Surface plasmon resonance analysis of antipolysaccharide antibody specificity: responses to meningococcal group C conjugate vaccines and bacteria

Abstract

Antibody (Ab) responses to polysaccharides (PS), such as Neisseria meningitidis group C PS (MCPS), are characterized as being thymus independent and are restricted with regard to clonotype and isotype expression. PS conjugated to proteins, e.g., MCPS coupled with tetanus toxoid or the diphtheria toxin derivative CRM197, elicit thymus-dependent responses. The present study developed a surface plasmon resonance approach to evaluate Ab responses to MCPS conjugate vaccines, including either O-acetylated (OAc+) or de-O-acetylated (OAc-) forms of the PS. The results were generally consistent with those obtained by enzyme-linked immunosorbent assay and showed that sera from mice immunized with conjugate vaccines contain Abs that bind more effectively to OAc+ and OAc- MCPS than sera from mice immunized with fixed bacteria.
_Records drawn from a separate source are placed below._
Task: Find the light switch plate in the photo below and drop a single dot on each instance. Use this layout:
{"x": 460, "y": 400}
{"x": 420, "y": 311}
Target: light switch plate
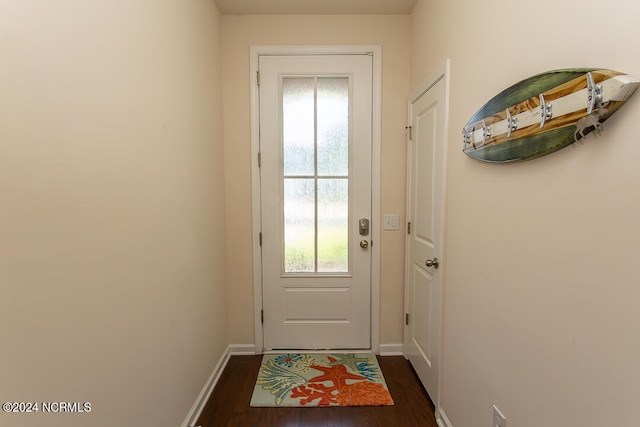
{"x": 499, "y": 420}
{"x": 391, "y": 222}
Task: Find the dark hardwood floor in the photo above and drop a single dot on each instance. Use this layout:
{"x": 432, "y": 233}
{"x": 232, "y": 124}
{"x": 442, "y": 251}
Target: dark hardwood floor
{"x": 229, "y": 402}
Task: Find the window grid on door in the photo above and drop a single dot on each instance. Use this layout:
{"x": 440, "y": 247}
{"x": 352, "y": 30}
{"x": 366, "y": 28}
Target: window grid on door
{"x": 315, "y": 176}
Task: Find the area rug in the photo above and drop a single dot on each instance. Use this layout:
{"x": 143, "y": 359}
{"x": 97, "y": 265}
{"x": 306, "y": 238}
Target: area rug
{"x": 310, "y": 380}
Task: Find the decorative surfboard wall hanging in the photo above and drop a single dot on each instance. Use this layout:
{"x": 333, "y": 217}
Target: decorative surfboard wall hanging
{"x": 545, "y": 113}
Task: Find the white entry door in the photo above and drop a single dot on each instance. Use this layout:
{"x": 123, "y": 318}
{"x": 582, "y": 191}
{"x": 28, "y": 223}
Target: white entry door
{"x": 425, "y": 203}
{"x": 315, "y": 150}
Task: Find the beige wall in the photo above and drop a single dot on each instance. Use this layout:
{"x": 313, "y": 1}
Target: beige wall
{"x": 238, "y": 34}
{"x": 542, "y": 269}
{"x": 111, "y": 227}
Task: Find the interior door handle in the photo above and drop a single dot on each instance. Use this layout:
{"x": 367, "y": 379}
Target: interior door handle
{"x": 432, "y": 263}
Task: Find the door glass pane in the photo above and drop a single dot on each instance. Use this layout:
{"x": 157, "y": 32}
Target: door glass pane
{"x": 299, "y": 225}
{"x": 315, "y": 147}
{"x": 333, "y": 126}
{"x": 298, "y": 125}
{"x": 333, "y": 225}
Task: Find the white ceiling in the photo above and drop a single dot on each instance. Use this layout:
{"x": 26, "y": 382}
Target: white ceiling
{"x": 315, "y": 7}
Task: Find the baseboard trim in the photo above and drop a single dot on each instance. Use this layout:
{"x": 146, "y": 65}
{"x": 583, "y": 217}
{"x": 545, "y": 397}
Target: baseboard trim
{"x": 391, "y": 349}
{"x": 441, "y": 419}
{"x": 205, "y": 393}
{"x": 242, "y": 349}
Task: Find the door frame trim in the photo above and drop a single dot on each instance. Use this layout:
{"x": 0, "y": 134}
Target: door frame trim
{"x": 441, "y": 73}
{"x": 376, "y": 52}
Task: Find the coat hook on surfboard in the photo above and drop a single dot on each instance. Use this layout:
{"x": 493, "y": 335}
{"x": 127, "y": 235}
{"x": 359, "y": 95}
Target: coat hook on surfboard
{"x": 545, "y": 113}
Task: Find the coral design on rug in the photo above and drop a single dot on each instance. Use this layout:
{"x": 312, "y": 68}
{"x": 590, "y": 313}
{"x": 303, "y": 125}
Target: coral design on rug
{"x": 320, "y": 380}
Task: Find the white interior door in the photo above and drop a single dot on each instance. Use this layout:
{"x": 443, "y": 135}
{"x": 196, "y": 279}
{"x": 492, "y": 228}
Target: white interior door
{"x": 315, "y": 150}
{"x": 425, "y": 202}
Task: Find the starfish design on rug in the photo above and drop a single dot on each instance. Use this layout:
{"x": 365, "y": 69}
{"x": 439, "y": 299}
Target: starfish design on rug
{"x": 350, "y": 360}
{"x": 337, "y": 374}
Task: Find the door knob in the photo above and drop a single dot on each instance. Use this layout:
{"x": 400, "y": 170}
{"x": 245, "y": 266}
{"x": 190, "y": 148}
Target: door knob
{"x": 432, "y": 263}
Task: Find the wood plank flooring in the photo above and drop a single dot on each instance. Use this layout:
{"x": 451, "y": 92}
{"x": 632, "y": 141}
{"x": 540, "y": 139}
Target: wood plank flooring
{"x": 229, "y": 402}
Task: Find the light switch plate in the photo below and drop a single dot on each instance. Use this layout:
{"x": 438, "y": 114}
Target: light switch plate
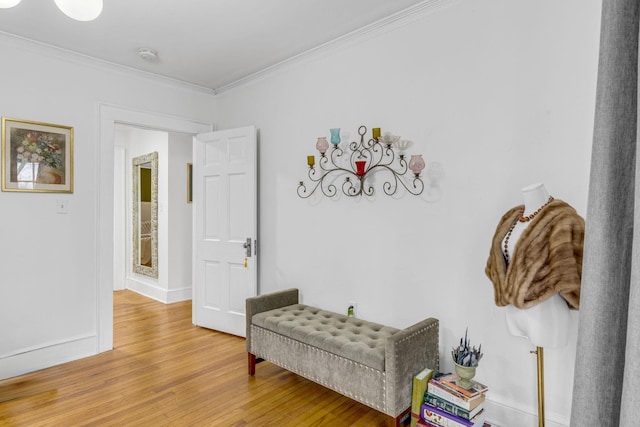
{"x": 62, "y": 206}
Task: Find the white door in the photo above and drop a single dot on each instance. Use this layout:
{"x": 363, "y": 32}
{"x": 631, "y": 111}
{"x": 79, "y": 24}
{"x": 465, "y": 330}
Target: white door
{"x": 225, "y": 228}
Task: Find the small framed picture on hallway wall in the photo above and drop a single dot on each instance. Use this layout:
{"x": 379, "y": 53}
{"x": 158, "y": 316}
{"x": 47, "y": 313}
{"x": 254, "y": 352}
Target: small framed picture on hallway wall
{"x": 36, "y": 157}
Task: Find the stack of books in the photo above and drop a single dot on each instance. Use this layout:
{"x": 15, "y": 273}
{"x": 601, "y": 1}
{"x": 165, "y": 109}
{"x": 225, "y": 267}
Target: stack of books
{"x": 441, "y": 402}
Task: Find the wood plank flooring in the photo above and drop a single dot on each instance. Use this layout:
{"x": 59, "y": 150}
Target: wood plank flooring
{"x": 164, "y": 371}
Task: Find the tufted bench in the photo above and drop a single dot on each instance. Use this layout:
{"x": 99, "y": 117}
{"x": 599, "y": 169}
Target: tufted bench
{"x": 366, "y": 361}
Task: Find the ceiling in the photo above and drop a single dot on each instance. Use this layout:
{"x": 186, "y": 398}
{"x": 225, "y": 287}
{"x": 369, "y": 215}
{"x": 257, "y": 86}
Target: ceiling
{"x": 208, "y": 43}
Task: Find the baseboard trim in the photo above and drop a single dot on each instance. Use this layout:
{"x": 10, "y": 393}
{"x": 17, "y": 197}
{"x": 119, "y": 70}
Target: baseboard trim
{"x": 163, "y": 295}
{"x": 502, "y": 414}
{"x": 48, "y": 356}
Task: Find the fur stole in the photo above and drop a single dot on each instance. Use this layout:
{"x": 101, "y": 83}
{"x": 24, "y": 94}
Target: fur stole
{"x": 547, "y": 258}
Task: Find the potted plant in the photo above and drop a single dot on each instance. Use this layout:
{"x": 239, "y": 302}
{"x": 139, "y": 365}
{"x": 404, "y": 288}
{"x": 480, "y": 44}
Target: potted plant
{"x": 466, "y": 360}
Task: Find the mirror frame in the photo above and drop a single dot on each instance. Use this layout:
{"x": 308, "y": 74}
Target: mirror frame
{"x": 136, "y": 163}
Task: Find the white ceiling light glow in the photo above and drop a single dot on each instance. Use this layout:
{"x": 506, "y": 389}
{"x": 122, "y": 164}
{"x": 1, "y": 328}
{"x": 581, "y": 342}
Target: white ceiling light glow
{"x": 80, "y": 10}
{"x": 4, "y": 4}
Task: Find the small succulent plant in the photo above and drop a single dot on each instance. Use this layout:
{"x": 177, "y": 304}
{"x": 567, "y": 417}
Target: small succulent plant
{"x": 466, "y": 355}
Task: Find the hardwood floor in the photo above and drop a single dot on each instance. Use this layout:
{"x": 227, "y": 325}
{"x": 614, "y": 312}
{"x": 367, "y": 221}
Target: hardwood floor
{"x": 164, "y": 371}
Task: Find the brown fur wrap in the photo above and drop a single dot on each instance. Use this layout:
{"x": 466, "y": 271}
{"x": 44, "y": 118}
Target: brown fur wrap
{"x": 547, "y": 258}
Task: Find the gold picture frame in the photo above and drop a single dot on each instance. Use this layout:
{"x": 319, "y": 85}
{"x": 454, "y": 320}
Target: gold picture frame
{"x": 36, "y": 157}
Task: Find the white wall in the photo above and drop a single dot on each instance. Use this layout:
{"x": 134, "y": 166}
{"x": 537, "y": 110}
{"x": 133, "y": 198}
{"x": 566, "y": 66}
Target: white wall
{"x": 501, "y": 93}
{"x": 51, "y": 263}
{"x": 180, "y": 218}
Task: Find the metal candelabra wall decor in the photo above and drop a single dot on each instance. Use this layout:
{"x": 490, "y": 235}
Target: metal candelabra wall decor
{"x": 362, "y": 160}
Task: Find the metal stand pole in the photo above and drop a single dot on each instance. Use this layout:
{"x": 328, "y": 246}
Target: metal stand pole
{"x": 540, "y": 352}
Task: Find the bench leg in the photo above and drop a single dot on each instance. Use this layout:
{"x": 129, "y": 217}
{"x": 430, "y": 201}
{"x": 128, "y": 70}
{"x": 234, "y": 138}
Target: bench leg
{"x": 401, "y": 419}
{"x": 252, "y": 364}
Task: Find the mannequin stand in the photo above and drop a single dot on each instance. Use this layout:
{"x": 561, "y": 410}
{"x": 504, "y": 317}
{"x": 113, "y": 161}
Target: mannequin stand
{"x": 539, "y": 351}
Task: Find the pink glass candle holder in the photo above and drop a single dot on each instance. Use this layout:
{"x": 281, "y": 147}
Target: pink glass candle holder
{"x": 416, "y": 164}
{"x": 322, "y": 144}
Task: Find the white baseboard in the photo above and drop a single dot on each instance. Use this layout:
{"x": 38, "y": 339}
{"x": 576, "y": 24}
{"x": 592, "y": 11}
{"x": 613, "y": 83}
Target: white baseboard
{"x": 163, "y": 295}
{"x": 510, "y": 415}
{"x": 30, "y": 360}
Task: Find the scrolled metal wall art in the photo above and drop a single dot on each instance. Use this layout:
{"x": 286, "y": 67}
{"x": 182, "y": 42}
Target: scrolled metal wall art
{"x": 362, "y": 160}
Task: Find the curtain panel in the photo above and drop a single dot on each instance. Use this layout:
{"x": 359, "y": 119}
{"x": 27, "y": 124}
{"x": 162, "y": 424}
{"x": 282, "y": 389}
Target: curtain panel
{"x": 606, "y": 388}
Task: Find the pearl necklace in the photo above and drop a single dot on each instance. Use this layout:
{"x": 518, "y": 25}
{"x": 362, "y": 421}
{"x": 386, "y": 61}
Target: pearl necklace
{"x": 520, "y": 218}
The data suggest a critical shared or overlapping epitope recognized by all the conjugate vaccine immune sera and strategies for assessing polyclonal Ab avidity.

FIG. 1.

Total IgM and IgG end point titers, determined by FELISA, of anti-meningococcal serogroup C Abs in the pooled sera from groups of 10 mice immunized with different conjugate vaccines or fixed bacteria. PBS was used as a control. The titers are expressed as the log reciprocal dilution. The data represent the averages of three experiments.

FIG. 2.

SPR sensorgrams of MCPS binding with four murine anti-MCPS MAbs, C2/1076.10, C2/655.7, 2016.3, and 2055.5, with different FELISA specificities. (A) Binding to OAc⁺-BSA conjugate (243.7 RU immobilized). (B) Binding to OAc⁻-BSA conjugate (242.8 RU immobilized).

FIG. 3.

Concentration-dependent MCPS binding of four murine anti-MCPS MAbs with different specificities. The markers represent the averages of near-equilibrium binding, and the error bars (within the symbols) represent the range of two determinations. (A) C2/1076.10 and 2016.3 binding to OAc⁻ and OAc⁺ surfaces. (B) C2/655.7 and 2055.5 binding to OAc⁻ and OAc⁺ surfaces. The OAc⁺ and OAc⁻ MCPSs conjugated to BSA were used as the coating Ags.

FIG. 4.

Concentration-dependent MCPS binding of murine serum Abs induced by immunization. The markers represent the averages of near-equilibrium binding, and the error bars represent the ranges of two determinations. (A) Sera from hosts immunized with MCC conjugate vaccines by Vac1, Vac2, and Vac3 binding to OAc⁻ and OAc⁺ surfaces. (B) Sera from hosts immunized with PBS, OAc⁺ fixed bacteria, and OAc⁻ fixed bacteria binding to OAc⁻ and OAc⁺ surfaces.

FIG. 5.

Apparent dissociation half-lives of anti-MCPS Abs. The apparent dissociation half-lives were calculated by exponential decay modeling as described in Materials and Methods. (A) Averages of four determinations after injection of Abs C2/1076.10, 2016.3, and C2/655.7 at a concentration of 3.125 or 6.25 μg/ml are shown for OAc⁻ and OAc⁺ surfaces. The error bars represent the standard deviations, and the numbers in parentheses are the numerical averages. For Ab 2055.5, the bars and averages reflect two determinations and the error bars reflect the range. (B) Averages of four determinations using polyclonal sera after injection of 1/20 or 1/40 dilutions; determinations are shown for OAc⁻ and OAc⁺ surfaces. The error bars represent the standard deviations, and the numbers in parentheses are the numerical averages. (C) Examples of SPR sensorgrams of Vac2 immune sera binding to OAc⁻-BSA conjugate (242.8 RU immobilized) at concentrations of 1/10, 1/20, and 1/40.

FIG. 6.

Inhibition of binding by MAbs with different specificities. The average of duplicates for a 1/20 dilution of PBS immune serum, Vac1 immune serum, Vac2 immune serum, and Vac3 immune serum are shown. The blocking MAbs were added at 100 μg/ml, or buffer was added as a control. (A) OAc⁺-specific MAb 2055.5. (B) OAc⁻ ≫ OAc⁺-specific MAb 2016.3. (C) OAc⁺ ≈ OAc⁻ >>> K92-specific MAb C2/1076.10.